It’s not often that we get a direct clear example of the externalities of oil consumption. An “externality” is when someone, say a big oil company like Exxon, makes other people pay some of the costs associated with their business. Most of the externalities related to the Oil business are the health effects we get from breathing exhaust fumes, or the cost of launching wars in the Middle East to protect oil supplies, etc.
The video below has Rachel Maddow interviewing the State Attorney General in Arkansas about a lawsuit he’s filed against Exxon, and the issues that Arkansans are facing because of the oil spill.

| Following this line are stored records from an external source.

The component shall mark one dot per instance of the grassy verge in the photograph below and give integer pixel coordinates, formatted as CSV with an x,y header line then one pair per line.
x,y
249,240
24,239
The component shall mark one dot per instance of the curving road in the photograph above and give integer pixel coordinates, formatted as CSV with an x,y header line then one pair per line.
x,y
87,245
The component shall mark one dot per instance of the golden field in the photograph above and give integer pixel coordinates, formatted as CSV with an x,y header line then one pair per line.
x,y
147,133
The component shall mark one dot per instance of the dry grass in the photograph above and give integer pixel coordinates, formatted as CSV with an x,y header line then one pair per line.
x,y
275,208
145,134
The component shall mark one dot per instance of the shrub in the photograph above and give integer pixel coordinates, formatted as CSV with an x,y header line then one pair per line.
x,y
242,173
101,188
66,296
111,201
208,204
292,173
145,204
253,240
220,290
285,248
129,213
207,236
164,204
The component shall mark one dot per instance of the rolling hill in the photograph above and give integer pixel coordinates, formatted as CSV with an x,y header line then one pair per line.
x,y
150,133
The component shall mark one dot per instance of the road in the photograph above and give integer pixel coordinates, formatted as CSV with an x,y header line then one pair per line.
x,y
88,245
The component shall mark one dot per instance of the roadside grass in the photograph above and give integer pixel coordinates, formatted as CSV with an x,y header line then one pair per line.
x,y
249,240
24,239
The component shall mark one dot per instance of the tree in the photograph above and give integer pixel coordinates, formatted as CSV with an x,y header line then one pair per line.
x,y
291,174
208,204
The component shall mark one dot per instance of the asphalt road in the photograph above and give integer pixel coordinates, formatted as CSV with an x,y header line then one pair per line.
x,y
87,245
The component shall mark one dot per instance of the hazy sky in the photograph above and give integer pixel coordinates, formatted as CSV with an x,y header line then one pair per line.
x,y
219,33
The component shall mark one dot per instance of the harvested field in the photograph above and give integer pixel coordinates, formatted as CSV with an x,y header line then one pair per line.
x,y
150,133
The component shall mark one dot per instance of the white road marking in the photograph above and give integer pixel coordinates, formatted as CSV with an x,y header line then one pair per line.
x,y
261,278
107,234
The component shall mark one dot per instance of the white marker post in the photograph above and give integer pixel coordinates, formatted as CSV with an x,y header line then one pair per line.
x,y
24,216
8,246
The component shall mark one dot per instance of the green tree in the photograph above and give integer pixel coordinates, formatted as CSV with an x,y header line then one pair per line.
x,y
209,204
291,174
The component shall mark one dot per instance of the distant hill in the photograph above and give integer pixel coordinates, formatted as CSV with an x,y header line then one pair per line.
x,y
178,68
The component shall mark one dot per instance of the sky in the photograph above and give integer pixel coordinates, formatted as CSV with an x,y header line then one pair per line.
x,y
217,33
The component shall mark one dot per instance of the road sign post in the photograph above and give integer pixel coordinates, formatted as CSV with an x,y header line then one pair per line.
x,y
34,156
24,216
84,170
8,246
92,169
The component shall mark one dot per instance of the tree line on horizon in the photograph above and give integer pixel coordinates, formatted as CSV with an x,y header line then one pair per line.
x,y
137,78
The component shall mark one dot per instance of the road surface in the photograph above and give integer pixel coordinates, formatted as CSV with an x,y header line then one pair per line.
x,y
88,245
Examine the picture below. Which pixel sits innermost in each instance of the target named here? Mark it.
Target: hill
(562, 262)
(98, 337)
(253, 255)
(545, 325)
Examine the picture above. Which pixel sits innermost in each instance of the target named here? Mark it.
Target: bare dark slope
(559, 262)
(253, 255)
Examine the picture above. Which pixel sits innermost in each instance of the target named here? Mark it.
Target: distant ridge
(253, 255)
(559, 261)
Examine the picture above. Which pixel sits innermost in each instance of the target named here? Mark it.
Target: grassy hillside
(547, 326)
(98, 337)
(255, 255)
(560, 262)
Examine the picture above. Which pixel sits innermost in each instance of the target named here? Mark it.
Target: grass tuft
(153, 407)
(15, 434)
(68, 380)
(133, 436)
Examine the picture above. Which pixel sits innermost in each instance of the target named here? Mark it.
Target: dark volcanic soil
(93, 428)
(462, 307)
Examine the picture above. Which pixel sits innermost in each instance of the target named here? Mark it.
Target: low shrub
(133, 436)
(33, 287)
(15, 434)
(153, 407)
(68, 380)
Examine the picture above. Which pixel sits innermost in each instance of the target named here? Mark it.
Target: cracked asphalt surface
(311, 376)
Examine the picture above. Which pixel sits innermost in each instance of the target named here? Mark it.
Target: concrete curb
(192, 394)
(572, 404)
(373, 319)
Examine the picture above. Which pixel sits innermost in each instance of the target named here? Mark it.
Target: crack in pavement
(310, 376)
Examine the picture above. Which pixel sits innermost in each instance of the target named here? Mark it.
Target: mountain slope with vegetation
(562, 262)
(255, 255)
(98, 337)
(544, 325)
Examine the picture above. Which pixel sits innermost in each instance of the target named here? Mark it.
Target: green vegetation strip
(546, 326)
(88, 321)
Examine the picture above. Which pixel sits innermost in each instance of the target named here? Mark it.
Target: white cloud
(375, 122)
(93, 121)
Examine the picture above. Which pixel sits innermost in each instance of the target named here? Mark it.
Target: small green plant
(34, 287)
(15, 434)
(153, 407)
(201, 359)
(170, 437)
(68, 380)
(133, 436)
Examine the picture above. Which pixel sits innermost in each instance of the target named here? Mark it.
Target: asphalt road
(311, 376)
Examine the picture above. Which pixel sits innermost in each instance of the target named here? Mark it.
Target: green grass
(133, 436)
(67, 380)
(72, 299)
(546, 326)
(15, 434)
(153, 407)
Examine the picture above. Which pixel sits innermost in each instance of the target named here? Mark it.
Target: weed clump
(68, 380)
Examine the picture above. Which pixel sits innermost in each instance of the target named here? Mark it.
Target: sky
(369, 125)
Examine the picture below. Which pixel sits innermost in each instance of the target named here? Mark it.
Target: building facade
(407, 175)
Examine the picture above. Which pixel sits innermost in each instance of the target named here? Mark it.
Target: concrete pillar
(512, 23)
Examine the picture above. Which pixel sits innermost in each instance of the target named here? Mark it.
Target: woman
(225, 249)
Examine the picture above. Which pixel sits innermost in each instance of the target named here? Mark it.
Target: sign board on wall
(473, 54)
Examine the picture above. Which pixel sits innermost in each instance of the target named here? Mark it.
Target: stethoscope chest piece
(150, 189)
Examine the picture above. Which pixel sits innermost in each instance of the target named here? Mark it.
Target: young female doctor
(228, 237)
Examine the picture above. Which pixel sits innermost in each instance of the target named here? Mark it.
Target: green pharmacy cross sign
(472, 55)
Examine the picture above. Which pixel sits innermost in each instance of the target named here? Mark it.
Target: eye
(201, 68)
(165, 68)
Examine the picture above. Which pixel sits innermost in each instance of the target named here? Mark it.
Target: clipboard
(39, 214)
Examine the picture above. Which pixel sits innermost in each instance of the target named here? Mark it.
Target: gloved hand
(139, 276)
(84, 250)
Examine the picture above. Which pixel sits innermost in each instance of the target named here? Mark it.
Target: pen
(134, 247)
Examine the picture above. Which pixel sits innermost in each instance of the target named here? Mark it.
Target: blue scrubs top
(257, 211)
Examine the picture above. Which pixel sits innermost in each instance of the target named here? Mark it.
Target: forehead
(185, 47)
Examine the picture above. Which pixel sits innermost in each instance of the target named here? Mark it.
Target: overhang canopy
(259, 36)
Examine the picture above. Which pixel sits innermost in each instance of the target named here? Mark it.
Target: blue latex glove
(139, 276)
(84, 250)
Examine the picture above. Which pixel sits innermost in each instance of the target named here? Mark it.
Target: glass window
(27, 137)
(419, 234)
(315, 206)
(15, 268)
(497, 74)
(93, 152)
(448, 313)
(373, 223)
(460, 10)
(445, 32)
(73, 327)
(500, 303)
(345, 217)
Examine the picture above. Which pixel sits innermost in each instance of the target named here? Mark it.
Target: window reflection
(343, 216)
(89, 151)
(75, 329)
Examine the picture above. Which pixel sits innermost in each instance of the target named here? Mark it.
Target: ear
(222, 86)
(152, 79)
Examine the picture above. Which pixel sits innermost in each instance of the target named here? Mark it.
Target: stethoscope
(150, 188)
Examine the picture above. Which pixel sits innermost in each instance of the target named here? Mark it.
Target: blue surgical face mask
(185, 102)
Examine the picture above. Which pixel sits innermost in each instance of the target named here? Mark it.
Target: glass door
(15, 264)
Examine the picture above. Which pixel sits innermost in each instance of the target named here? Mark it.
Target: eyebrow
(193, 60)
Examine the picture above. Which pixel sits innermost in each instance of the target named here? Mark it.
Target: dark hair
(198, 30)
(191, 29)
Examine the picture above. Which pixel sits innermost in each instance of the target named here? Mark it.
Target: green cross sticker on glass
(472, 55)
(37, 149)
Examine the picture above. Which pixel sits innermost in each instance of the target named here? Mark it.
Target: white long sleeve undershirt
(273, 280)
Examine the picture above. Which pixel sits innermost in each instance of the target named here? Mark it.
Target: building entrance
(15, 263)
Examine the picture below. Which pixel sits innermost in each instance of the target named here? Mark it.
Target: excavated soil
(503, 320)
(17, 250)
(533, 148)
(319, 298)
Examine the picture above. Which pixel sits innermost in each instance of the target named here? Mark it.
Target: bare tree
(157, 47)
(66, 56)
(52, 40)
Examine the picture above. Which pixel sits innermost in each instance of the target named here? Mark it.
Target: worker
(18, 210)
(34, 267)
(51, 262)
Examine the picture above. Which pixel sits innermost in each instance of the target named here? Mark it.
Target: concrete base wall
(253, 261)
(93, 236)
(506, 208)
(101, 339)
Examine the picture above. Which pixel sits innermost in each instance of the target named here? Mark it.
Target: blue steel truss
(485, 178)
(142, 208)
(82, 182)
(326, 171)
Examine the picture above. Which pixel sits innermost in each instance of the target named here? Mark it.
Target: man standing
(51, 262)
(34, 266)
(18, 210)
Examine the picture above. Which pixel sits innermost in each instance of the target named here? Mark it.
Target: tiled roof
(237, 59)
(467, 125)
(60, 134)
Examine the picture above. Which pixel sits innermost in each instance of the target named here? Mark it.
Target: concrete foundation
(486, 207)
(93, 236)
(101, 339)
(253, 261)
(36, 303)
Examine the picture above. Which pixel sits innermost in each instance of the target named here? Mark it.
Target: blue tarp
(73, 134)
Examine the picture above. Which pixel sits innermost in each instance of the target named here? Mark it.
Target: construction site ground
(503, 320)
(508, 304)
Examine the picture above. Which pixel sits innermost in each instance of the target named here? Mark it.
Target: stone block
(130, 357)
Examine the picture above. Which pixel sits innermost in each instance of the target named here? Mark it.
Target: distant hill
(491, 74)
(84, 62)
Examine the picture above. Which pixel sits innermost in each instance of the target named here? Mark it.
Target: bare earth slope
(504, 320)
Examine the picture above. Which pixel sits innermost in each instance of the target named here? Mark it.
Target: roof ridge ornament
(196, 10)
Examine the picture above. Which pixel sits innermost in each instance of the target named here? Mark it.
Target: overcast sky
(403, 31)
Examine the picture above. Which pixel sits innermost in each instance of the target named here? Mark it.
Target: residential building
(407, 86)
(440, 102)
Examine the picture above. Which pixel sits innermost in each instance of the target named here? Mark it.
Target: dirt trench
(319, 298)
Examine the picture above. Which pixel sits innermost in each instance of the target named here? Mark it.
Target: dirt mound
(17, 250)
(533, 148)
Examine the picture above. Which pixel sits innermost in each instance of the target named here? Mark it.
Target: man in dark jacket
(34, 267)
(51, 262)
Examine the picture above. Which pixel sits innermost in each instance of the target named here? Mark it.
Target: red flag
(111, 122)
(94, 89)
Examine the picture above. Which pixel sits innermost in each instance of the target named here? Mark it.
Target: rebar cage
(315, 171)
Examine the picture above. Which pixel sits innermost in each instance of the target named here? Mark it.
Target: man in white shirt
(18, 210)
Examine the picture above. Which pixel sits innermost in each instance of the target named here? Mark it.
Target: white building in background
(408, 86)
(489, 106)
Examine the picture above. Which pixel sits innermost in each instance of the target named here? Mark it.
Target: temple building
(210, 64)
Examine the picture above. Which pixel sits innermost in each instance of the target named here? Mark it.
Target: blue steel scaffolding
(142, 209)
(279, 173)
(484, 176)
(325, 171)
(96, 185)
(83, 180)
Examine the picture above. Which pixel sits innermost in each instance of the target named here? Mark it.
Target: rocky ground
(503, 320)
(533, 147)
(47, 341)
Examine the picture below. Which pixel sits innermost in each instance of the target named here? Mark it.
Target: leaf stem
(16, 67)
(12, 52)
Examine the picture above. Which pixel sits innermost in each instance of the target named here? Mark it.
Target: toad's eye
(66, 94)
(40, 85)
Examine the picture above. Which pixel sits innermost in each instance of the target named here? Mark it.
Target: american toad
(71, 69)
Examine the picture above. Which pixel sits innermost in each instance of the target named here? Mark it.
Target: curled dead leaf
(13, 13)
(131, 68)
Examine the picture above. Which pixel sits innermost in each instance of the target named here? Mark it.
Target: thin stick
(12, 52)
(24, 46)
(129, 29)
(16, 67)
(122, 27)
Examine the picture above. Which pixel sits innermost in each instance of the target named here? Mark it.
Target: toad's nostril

The benefit to the businesses leveraging the externality effect is they get to say “Who us? Pay the health bills of all those people whose lung disease was caused by breathing exhaust fumes? We didn’t cause that!” Why? Because they’ve found some form of deniability with which they can externalize the cost of health care for people sickened from side effects of the product.
|After flooding that back yard, the oil
flowed out into the street
But sometimes an event happens where the Oil company is directly responsible for the effects. In this case the city of Mayflower Arkansas got inundated by raw crude oil when a pipeline burst a couple months ago. Exxon is now acting to deny payments to those people, and are dragging their feet about helping to correct the problem. People in the neighborhood are complaining about cardiovascular problems and more. It’s horrible.
This is why we need to shift our transportation system away from fossil oil.
The difference between a day when an oil spill occurs, and every other day, is that we get to see the effect of that oil concentrated in one place.
On normal days the oil spill still occurs, it’s just spread all over the place, spewing out of every tail pipe. It’s not many days we get to see the effects of fossil oil concentrated in one place.